Fig 1.4 Religious medieval sculpture when encountered Acid deposition; located in Dresden, Germany.




Trail smelter case (USA vs. Canada) [7]

This case was one of the first cases of its time, it became famous for the landmark judgement which was enumerated out of it. It is also one of a few fine cases in which the Polluter Pays Principle was instated. It all began with the Transboundary Pollution caused by the Canadian Consolidated Mining and Smelting Company Limited on the valley of Columbia River of the United States, upon which both the countries shared a common border. The issue that arised between the two countries was that the smelter located on the Canadian side of the border was emitting SO2 and thereby disrupting the land (forest area) on the U.S. side of the border, and thereby the U.S government held the Canadian smelter liable for eroding its forestlands and demanded for the compensation of $350,000. The USA claimed that: yellow pines, Douglas firs, larch, and cedar were the most impacted species. Alfalfa, wheat, and oat harvests were also affected. At last, the judgement given was in the favour of USA in the second round of arbitration out of the two arbitrations held and the Canadians were held liable and were charged by the authorities to pay $78000 at closure of the deal, also the smelter was transferred to another prominent location.
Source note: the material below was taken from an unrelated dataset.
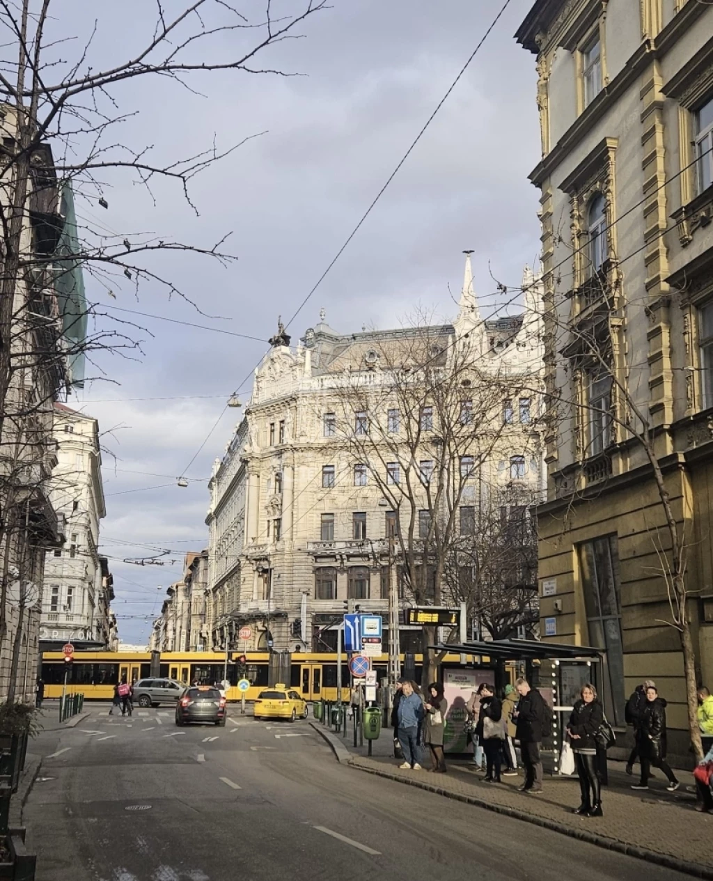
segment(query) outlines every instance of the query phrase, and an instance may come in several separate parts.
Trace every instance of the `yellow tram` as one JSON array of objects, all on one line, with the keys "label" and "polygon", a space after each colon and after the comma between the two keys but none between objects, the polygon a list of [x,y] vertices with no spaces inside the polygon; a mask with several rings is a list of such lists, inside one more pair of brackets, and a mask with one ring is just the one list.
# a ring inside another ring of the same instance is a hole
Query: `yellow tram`
[{"label": "yellow tram", "polygon": [[[241,656],[245,663],[241,663]],[[415,678],[420,680],[422,655],[413,655]],[[405,657],[402,655],[402,665]],[[383,655],[372,659],[377,679],[385,678],[389,659]],[[459,655],[448,655],[442,664],[458,666]],[[305,700],[337,700],[337,655],[323,652],[269,653],[232,652],[227,659],[230,682],[228,700],[240,700],[238,680],[244,674],[250,683],[245,692],[255,700],[270,682],[282,682],[298,692]],[[272,675],[271,676],[271,668]],[[62,652],[42,655],[41,677],[45,698],[58,698],[64,682],[65,662]],[[114,686],[126,677],[128,682],[149,677],[213,684],[226,677],[226,655],[222,652],[78,652],[67,670],[68,688],[84,694],[88,700],[110,700]],[[342,700],[349,700],[351,677],[347,656],[342,657]]]}]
Also, the US Secretary of State offered to repay $8828 back to the Canadian authorities which was allotted to them with regards to the compensation amount.[8]


Georgia vs. Tennesse Copper Co. [9]

Justice Holmes says;

"It is a fair and reasonable demand on the part of a sovereign that the air over its territory should not be polluted on a great scale by sulphureous acid gas, that the forests on its mountains, be they better or worse, and whatever domestic destruction they have suffered, should not be further destroyed or threatened by the act of persons beyond its control, that the crops and orchards on its hills should not be endangered from the same source".

Long before the Trail Smelters case this judgement was given by the Supreme Court of US with regards to the issue of Transboundary Air pollution.



 MC Mehta vs. U.O.I (Taj trapezium case) [10]

This case shall be deemed to be one of the most esteemed landmark judgement which was granted not only after considering the Prestigiousness of Taj Mahal, but also elevated the International principle i.e. Polluter Pays Principle and enshrined its meaning abundantly in accordance with the Indian Constitution, whereby the apex court commanded the industries(292) that during their relocating period the workers must not suffer and shall be paid as if they were working at the time of relocation. The problem arises when it was observed by the petitioner that, the chemical industries, foundries and refineries operating in Mathura region, in the Taj trapezium zone (TTZ) were emitting sulphur dioxide (SO2) abruptly as a result of which there were severe damages to the Taj Mahal which became quite visible; all these factors, resulted in Acid Rain over the Taj Mahal whereby the acid rain had a corroding impact on the beauty of the monument. The impacts of Acid rain were viewed as; Firstly, the shine of the white marble was turning into pale yellow color, secondly it also developed some brownish/black spots which resulted in corroding the beauty of one of the seven wonders of the world. The judgement enumerated by Justice Kuldeep Singh, based on the reports by NEERI (National Environmental Engineering Research Institute) and Vardharanjan Committees report, stated that all the industries operating in the TTZ should shift to Natural gas, and the ones which didn't comply with the orders of Apex court were either asked to relocate themselves or were shut down. This judgement was a highlighted one as it was the only judgement addressing the problems caused w.r.t Acid Rain.

Note: It shall be the duty of every citizen residing within the territory of India to preserve its rich cultural heritage as per Art 51A(f) R/W Art 49 of the Indian Constitution.